I’ve written up some thoughts for the regular work of product managers and product management interns, but have not yet written about the next level up. What’s day to day like when you’re not just helping one team? What makes a director level product manager?
Just like the definition of what a Product Manager even does, the definition of Director level work is different in different organizations. The easiest way to define the role across companies is by blast radius. A product manager can bring more benefit or do more damage than a developer or salesperson. A product moving in the wrong direction takes months or quarters to discover and quarters to years to fix. A director of PM might be driving multiple products, or driving a new business line, or pivoting the company. In other words, their efforts take that blast radius observation up a few notches. So, what do they do?
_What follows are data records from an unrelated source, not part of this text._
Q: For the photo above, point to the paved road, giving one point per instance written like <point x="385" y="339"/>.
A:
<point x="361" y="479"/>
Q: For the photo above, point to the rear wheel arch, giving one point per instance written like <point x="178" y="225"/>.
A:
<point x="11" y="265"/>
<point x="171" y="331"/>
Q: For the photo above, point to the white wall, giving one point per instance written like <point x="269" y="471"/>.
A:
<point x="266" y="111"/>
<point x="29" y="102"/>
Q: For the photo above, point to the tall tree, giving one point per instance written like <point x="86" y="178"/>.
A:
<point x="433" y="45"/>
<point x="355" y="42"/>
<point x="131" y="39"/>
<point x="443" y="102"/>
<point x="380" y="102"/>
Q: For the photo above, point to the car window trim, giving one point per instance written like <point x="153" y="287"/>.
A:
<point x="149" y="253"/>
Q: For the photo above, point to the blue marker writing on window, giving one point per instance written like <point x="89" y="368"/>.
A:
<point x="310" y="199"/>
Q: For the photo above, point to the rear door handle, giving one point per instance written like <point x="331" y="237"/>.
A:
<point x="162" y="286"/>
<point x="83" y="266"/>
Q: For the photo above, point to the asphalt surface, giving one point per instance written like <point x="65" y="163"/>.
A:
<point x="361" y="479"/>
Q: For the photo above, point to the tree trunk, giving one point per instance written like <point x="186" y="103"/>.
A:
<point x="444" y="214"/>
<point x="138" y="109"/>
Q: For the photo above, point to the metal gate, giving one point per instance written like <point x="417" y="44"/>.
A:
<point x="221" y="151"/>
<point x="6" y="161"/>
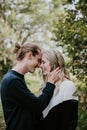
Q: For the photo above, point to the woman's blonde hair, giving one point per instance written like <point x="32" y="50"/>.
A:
<point x="56" y="60"/>
<point x="21" y="50"/>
First: research the market, build strategy, and make plans. What do you think the path to improved product market fit is? Where do you think the biggest missed opportunity is? How good is the data backing these opinions? How many iterative steps can the work be broken into? What are the indicators of success or failure at each step? How much investment will your plan take? How are you going to make money with it? This work is mainly done in an iterative set of documents and spreadsheets, with regular output of presentations and backing spreadsheets.
Meanwhile, find a consensus. Who needs to be convinced to support this plan? What would convince them? Can you drive a disagree-and-commit if they aren’t convinced, or do you need to adjust your strategy? This work is done in non-stop meetings, one-and-one and small groups, interleaved with pitches to interested customers, analysts, and leaders. Also you’ll need to make regular excitement-building presentations to larger groups.
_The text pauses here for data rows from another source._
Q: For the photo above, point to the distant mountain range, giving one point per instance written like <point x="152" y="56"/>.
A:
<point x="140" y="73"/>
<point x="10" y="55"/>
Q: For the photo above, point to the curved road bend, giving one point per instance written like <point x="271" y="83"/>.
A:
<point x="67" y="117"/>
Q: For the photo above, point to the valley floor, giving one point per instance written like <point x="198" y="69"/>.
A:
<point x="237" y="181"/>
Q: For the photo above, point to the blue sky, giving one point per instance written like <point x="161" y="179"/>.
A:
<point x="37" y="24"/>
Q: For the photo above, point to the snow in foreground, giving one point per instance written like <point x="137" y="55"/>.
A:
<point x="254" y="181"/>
As soon as that process has kicked off, you’ll also need to deal with salespeople selling your idea ahead of its existence. This is a great opportunity to prove the hypothesis of your strategy; if it doesn’t resonate, you don’t have any customers to talk to. If it does, you’re fighting to hold sales teams back from the revenue recognition cliff they’re trying to race over.
Directors of PM don’t have to do people lead work, but it’s not uncommon either. So you may also be managing team: helping with communication, escalations, training, expenses, PTO approval, hiring, performance management, firing. Oh and of course, filling any gaps in that roster either by doing the work yourself, finding someone to do it, or finding a way it can be left undone.
That brings us to the last duty: saying “no” even more than you did before. As a Director of PM, you’ll start to receive the product ideas and complaints for everything even vaguely related to your domain. The problem is, most of those ideas aren’t well-formed enough to work on and even the good ones go onto a slush pile. The capacity of a scrum team is far lower than most people expect, and they’re probably already staring at a backlog that would keep them busy for the next five years if they did it all. Having influence over more teams doesn’t change this reality. On a product feature level, the individual product manager kills ideas, but as a director you’re their rubber ducky, tie-breaker, and bad cop. You are also doing the same thing at a product line or business unit level. You may also need to put your own ideas and projects on ice to make room for new inbounds.
To sum up, the communication and coordination needs go up and the amount of detail work goes down but doesn’t go away.